The FBI warns a group known as the Silent Ransom Group is using charm and obvious tech cover to steal sensitive files from U.S. businesses, often starting with a phone call and, when rebuffed, sending an impostor through the front door; this article breaks down how the scam works and gives clear steps companies can take to stop it. Read on for the tactics these attackers use, why law firms are prime targets, and practical defenses that don’t require a tech overhaul. If someone shows up claiming to be IT, the situation deserves verification, not blind trust.
Picture a stranger arriving with a badge, a laptop bag and a calm voice saying they need to fix a problem. That setup is exactly the opening the attackers count on, because most employees would rather be helpful than suspicious. When someone seems official, the instinct to cooperate can hand a criminal full access to a workstation.
The FBI says this group targets U.S. businesses, with a focus on law firms, and often begins over the phone. An initial call tries to convince staff to install remote access software so the caller can “fix” an issue. If that fails, the next move is to send a person in person to the office.
Those in-person visits are brazen. The impostor may bring USB drives, external hard drives or other gear, sit at a computer and copy files or install malware.
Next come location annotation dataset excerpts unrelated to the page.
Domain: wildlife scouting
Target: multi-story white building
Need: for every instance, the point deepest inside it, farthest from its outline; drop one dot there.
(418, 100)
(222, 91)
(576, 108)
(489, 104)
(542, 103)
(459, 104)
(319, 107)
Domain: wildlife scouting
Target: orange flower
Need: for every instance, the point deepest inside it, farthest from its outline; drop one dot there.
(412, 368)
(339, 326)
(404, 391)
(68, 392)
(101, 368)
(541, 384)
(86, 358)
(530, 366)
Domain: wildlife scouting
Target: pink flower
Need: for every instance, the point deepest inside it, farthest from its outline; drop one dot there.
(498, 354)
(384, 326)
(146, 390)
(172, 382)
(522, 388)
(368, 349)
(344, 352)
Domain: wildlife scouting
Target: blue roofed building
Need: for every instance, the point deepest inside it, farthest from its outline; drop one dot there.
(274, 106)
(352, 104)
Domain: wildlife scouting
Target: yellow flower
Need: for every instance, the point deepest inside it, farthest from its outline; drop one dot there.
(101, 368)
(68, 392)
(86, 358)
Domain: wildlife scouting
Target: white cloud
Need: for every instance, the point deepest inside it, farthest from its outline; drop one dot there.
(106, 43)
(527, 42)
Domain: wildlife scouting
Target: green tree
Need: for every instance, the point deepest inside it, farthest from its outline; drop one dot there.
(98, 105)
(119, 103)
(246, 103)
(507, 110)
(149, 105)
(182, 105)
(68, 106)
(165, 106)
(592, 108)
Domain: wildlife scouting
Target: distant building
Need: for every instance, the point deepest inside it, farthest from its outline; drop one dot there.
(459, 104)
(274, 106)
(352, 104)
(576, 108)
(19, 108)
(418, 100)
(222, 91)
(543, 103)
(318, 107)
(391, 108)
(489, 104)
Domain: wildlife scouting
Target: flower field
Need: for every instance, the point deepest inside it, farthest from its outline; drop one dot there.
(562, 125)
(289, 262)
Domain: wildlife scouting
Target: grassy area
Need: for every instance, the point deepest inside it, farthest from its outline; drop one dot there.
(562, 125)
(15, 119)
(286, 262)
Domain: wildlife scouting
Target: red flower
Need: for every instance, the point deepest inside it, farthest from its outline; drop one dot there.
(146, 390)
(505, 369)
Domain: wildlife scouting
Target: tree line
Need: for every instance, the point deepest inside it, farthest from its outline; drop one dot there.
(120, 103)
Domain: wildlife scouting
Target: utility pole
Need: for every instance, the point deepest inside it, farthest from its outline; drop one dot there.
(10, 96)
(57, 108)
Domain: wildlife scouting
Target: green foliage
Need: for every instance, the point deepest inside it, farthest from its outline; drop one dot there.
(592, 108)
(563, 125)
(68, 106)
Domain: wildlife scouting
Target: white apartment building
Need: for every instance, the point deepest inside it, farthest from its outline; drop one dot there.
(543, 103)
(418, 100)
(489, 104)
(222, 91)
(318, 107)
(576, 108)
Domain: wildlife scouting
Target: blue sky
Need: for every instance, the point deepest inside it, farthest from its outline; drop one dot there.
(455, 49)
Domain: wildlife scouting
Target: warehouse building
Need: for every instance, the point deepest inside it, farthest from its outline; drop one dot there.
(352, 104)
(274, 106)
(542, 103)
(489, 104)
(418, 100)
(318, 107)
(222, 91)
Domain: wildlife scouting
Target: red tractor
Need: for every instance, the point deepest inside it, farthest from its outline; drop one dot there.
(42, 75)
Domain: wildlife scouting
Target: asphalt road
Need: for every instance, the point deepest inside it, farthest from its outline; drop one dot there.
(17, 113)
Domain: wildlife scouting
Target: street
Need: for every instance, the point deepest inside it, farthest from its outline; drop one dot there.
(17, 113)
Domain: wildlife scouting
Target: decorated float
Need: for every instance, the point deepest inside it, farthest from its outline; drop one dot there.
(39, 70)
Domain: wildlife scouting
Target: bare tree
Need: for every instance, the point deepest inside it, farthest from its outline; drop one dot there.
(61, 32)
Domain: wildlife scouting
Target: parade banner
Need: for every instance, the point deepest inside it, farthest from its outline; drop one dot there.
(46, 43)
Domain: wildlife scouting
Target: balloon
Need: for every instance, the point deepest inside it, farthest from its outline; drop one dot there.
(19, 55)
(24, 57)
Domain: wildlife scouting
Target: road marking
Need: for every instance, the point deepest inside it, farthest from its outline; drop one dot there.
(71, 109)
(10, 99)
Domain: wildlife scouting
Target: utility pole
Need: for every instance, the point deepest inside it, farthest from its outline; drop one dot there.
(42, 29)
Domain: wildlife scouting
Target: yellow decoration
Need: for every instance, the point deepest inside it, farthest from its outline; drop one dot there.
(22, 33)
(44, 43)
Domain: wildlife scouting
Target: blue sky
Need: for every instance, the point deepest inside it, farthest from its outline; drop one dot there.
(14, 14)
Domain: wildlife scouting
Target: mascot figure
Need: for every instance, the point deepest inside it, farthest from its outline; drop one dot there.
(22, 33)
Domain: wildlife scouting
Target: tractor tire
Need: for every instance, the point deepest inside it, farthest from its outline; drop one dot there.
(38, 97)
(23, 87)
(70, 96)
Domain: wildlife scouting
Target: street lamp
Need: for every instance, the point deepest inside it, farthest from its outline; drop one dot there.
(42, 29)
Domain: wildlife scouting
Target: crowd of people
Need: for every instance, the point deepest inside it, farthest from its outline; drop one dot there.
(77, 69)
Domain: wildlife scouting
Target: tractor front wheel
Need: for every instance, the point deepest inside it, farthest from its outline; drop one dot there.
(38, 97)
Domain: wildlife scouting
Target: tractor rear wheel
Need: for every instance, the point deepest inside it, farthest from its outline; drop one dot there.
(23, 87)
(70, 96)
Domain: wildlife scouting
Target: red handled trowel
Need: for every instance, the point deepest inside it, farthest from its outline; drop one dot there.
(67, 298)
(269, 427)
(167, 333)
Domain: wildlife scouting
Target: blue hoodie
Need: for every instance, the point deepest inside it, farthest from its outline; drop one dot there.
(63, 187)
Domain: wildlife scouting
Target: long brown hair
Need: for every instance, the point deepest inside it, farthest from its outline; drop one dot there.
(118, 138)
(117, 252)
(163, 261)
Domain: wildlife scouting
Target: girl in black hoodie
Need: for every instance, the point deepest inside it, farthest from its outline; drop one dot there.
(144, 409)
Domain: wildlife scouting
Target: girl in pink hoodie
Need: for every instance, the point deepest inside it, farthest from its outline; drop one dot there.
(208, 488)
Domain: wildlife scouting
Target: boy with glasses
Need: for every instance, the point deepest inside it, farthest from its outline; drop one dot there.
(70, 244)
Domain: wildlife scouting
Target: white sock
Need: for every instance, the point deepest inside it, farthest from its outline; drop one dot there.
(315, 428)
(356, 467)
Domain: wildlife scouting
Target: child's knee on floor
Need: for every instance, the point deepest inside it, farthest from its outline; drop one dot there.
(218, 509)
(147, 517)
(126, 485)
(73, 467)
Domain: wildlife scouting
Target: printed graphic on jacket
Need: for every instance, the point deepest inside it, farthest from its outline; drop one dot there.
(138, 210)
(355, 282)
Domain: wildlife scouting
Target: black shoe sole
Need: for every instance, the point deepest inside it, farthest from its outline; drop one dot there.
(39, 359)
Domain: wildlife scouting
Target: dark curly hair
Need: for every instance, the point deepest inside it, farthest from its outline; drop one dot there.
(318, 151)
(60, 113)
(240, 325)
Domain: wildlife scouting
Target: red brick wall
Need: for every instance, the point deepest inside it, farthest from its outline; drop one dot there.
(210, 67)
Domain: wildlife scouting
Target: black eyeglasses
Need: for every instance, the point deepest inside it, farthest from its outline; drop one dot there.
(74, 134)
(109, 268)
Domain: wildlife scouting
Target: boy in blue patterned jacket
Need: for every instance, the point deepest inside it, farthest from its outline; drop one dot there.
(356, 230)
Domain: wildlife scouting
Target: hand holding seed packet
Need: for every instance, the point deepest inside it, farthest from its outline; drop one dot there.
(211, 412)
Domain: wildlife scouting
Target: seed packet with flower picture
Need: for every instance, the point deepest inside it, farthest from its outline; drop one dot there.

They can quietly escalate access and walk away before anyone notices, only to surface later with an extortion demand.
The operation goes by several names in intelligence circles and uses multiple tactics including phishing, phone persuasion and face-to-face deception. The remote desktop pitch is common because it hands attackers the controls they need without a physical break-in. The fallback is the human element at the front desk.
Once inside, the attacker can pull client files, contracts, financial records and other sensitive data with alarming speed. After stealing data they threaten to sell or publish it, or to call clients and create panic, turning stolen files into leverage. That kind of public pressure is an efficient way to force payment without encrypting systems.
Law firms are especially exposed because they hold privileged information, but the risk extends to medical offices, finance shops, insurers and any business that keeps private records. A fake IT worker does not need advanced hacking tools if an employee hands over a keyboard or plugs in a stranger’s drive. The method is low tech and highly effective when trust is abused.
The trick works because it looks normal: a person with a plausible story, apparently on official business and briefly occupying a desk. Receptionists and managers can assume the visit is authorized, and the ruse blends into a busy workday. That normalcy is the attack’s greatest camouflage.
There are clear red flags to watch for: unscheduled visits, a refusal to provide a ticket number or a manager contact, someone who insists on using an unsupervised workstation, or anyone who brings their own removable media. Another common ploy is manufactured urgency that pushes staff to skip verification steps. Slow the encounter down and ask for confirmation.
Make verification mandatory. Call your known IT number instead of using a number the visitor provides, confirm identity and ticket details, and require manager or IT approval through established channels. Keep an approved vendor list at reception and enforce a rule that no outside technician gets workstation access without explicit sign-off.
Limit removable media and monitor for unauthorized devices. If employees rarely need external drives, block USB ports; if they do need them, allow only approved devices. Attackers prize removable storage because it moves data quickly and quietly, and controlling that capability cuts a simple but effective attack route.
Training should cover in-person scams as well as email phishing and social engineering. Employees should feel comfortable saying, “I need to verify this first.” IT teams must watch for unexpected remote access tools appearing on endpoints and investigate any unknown installs immediately.
Adopt least-privilege access so users can reach only the files they need, and log device connections, file transfers and privilege changes to spot unusual behavior. A receptionist checklist with photo ID, company name, ticket number and an approved contact forces friction into the process that attackers rely on to move fast. If a suspicious person shows up, report it to your manager and IT right away, and notify law enforcement when appropriate.
Install reputable, up-to-date security software to detect malware and ransomware if something goes wrong, but remember tools are an aid, not a replacement for procedures and human checks. Combine technical controls with clear visitor policies and training to dramatically reduce the chance a confident stranger can walk out with your data. When someone says they’re from IT, pause before handing over your keyboard.